You have to wonder what God's thinking sometimes...

 
At Saturday, February 07, 2009 11:30:00 pm , Anonymous Anonymous said...

Perhaps God is reminding us WHO'S IN CHARGE.

 
At Saturday, February 07, 2009 11:33:00 pm , Anonymous Anonymous said...

Not to mention Schutz 14 dead and police fear that number could go to 40.

 
At Sunday, February 08, 2009 5:22:00 am , Blogger Ttony said...

Prayers for you all from a snowbound freezing England.

 
At Sunday, February 08, 2009 8:37:00 pm , Blogger Schütz said...

Ttony, I have seen pictures of the "big freeze" in England. Hard to know if the planet is warming up or cooling down.

The fires in Victoria have been an utter horror and a tragedy. Whole townships have been lost, and many have been killed.

I spoke to a woman after mass this morning who evacuated her home and was caught by a fire on the highway, in smoke so thick that she could not see anything. A horrifying story, but one with a happy ending. She got through.

 
At Sunday, February 08, 2009 11:58:00 pm , Anonymous Anonymous said...

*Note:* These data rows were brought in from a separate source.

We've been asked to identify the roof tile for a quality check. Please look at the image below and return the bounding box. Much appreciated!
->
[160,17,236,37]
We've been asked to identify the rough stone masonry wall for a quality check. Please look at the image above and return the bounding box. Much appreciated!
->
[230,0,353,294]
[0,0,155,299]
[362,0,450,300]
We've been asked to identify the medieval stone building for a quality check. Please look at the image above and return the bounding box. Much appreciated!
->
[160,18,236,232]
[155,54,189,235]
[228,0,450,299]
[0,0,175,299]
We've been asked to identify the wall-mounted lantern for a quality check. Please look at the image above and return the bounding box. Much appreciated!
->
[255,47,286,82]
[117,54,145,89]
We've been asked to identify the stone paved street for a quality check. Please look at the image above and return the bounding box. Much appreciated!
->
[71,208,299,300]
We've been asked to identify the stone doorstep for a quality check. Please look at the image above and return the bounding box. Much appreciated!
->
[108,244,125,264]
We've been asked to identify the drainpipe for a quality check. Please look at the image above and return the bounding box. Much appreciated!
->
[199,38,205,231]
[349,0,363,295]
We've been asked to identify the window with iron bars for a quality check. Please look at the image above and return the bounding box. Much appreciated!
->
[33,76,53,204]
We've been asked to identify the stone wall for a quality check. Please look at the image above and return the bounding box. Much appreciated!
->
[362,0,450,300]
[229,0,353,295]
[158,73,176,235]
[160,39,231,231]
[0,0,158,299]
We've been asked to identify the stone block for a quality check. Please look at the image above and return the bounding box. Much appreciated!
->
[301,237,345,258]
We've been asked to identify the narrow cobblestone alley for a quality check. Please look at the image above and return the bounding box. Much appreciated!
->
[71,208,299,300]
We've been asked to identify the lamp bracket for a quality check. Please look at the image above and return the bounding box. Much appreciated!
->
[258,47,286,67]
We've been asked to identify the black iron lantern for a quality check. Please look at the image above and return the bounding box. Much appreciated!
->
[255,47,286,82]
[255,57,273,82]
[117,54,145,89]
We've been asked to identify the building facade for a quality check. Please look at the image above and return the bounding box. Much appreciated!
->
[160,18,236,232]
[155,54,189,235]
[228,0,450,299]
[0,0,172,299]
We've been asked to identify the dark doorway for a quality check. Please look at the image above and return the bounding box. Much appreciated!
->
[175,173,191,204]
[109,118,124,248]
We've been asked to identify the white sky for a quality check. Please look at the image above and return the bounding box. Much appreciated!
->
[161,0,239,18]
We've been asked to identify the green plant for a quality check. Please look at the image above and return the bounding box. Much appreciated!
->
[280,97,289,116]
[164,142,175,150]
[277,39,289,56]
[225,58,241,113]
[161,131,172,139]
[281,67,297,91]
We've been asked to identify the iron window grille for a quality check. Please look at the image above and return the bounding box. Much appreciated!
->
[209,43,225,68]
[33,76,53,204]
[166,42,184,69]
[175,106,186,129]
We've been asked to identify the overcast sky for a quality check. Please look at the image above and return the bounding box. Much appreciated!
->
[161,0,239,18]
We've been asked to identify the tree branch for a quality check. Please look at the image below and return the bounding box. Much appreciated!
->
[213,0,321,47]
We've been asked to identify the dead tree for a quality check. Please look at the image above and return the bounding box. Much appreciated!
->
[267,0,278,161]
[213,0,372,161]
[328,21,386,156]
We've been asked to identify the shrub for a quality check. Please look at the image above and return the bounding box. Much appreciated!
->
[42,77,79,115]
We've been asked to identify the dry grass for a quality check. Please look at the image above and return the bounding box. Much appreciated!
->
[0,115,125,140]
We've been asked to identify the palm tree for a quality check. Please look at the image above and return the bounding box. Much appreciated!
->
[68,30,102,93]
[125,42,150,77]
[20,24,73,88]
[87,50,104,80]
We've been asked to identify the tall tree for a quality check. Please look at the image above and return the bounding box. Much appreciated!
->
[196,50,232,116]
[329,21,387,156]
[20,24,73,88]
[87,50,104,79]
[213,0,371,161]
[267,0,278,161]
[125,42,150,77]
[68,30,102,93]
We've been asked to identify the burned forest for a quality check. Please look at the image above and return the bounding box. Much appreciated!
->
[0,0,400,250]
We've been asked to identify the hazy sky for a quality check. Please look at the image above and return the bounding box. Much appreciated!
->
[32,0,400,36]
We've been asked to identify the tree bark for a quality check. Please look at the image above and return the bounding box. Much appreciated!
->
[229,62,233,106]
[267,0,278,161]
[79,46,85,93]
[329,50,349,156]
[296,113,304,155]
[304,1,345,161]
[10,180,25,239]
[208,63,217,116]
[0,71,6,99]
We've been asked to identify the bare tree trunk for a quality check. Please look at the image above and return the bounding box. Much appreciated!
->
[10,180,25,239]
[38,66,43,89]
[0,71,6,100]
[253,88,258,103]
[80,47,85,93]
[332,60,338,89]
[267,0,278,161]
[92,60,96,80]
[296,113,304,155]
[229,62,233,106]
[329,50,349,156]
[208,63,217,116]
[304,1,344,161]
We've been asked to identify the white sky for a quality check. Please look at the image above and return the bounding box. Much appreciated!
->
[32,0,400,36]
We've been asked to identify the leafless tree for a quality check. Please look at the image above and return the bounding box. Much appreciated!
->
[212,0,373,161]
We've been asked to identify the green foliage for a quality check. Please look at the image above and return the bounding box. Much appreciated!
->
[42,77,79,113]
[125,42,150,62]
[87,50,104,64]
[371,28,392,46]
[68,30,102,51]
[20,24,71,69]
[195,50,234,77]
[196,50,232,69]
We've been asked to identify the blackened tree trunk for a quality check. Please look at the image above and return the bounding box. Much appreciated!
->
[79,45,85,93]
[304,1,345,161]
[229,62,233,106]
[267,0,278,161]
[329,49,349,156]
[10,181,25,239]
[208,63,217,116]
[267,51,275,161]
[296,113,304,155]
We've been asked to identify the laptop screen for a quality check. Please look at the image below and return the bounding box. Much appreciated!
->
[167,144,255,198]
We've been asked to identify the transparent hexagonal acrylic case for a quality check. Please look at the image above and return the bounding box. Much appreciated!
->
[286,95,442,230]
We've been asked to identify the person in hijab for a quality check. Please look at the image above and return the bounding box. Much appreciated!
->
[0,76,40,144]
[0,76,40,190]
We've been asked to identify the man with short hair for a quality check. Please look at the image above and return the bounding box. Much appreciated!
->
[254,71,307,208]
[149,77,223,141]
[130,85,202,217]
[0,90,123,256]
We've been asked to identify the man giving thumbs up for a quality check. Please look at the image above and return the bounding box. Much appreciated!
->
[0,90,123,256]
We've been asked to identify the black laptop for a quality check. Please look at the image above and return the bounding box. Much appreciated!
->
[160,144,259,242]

84 now confirmed dead. Lord, have mercy.

"Her beauty and her terror the wide brown land for me"

Exactly what I thought, Matthias.

 
At Monday, February 09, 2009 4:10:00 am , Blogger Ttony said...

They've stopped talking about global warming: it's called "climate change" now.

Your comment on the flooding in Queensland reminds me that we (Brits) tend to forget just how big Australia is: when flying to Sydney I usually wake up when the map channel shows the aircraft to be just off the west coast and I think "Nearly there!" before realising that we have about as far to travel as London to Istanbul! (Though I prefer the Immigration queues at either to Sydney's!)

Anyway, a churchful of prayers for you all today courtesy of the Bidding Prayers.